In terms of the smartphone’s physical appearance it definitely bears the hallmarks of a Lumia device but its edges are sharper and more pronounced than those seen on the Lumia 920. The body, made from polycarbonate-coated aluminium, feels a little slimmer than that on Nokia’s flagship and noticeably sleeker than the chunky form factor of the mid-range Lumia 820. The handset’s frame is also split between its edging and a large back panel that looks noticeably different to the smooth frame of the Lumia 920.
Powered by a 1.5GHz dual-core chip (the same specs seen on many other WP8 handsets) the smartphone has more than enough processing capability to handle whatever its OS will throw at it. On the front of the device is a 4.5-inch Octa OLED PureMotion HD+ display with a 334ppi resolution that makes images clear and crisp and has an impressive level of brightness. The Lumia 925′s screen also has an interesting extra feature; it’s incredibly sensitive and can be used by scraping your fingernail over it or when wearing gloves.
There is little alteration to the basic Windows Phone 8 software, as is often the case with a platform that doesn’t allow the same degree of adaptation as Android. However, Nokia has included its Glance Screen, which shows some important information when the screen is locked and off.
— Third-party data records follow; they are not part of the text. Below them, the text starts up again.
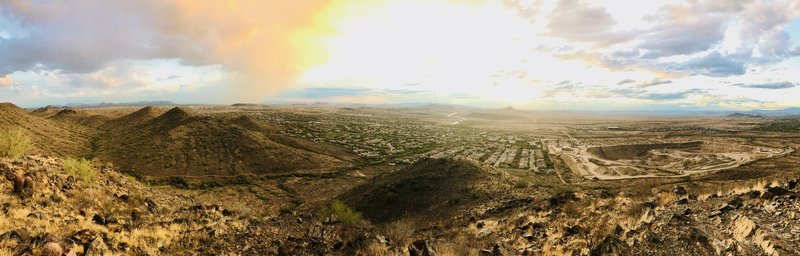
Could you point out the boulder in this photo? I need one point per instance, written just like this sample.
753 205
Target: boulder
421 248
96 248
51 249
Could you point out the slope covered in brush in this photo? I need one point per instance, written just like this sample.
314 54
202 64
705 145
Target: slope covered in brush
177 143
48 137
427 188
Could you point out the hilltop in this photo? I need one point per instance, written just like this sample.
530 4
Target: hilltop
177 143
742 115
428 189
79 117
114 214
48 136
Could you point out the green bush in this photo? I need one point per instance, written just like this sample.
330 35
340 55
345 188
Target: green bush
81 168
14 143
342 212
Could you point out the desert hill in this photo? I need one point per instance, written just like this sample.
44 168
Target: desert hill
79 117
113 214
45 111
743 115
177 143
427 188
47 136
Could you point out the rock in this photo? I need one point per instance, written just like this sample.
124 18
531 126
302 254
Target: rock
733 204
610 245
574 230
742 228
96 248
99 220
19 182
19 234
151 205
421 248
773 192
36 215
51 249
84 236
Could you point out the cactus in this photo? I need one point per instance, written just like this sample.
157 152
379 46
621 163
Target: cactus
18 183
27 185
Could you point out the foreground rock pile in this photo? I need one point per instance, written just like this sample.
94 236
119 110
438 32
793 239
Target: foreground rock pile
44 211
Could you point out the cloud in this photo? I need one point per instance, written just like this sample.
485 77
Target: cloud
656 96
574 21
653 82
6 81
769 86
265 44
681 36
713 64
626 81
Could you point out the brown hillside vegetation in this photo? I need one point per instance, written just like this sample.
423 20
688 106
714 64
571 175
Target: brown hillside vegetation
45 111
426 189
79 117
177 143
48 137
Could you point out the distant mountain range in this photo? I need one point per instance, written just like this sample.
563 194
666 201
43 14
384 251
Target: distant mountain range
121 104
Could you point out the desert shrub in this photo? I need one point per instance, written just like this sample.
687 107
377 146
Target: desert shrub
81 168
342 212
401 232
14 143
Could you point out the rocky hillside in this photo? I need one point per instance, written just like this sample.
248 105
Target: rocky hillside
45 211
426 189
48 137
177 143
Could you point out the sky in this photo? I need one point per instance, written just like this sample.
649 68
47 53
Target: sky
528 54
While WP8 can already show data on the lockscreen itself, the Lumia 925 is able to show a clock and low battery warning while the display is switched off. We found this very handy when you have the phone sitting on a desk next to you.
The Finnish firm has included its PureView camera technology with the Lumia 925. Couple this with an 8.7 megapixel sensor, Carl Zeiss lens and the optical stabilisation seen on the Lumia 920 and you have what looks set to be an impressive vehicle for mobile photography.
Photos captured with the handset have an excellent level of depth and the touch focus is accurate and easy to use. Colour reproduction is also precise and images captured are bold without being overpowering.
We’ll be taking a closer look at the Nokia Lumia 925 in the near future and doing a full review of the handset at a later date. In the meantime, Nokia appears to have produced a Windows Phone device which pushes the Lumia design trends and brings some interesting extra features to the range that could prove useful in the long run.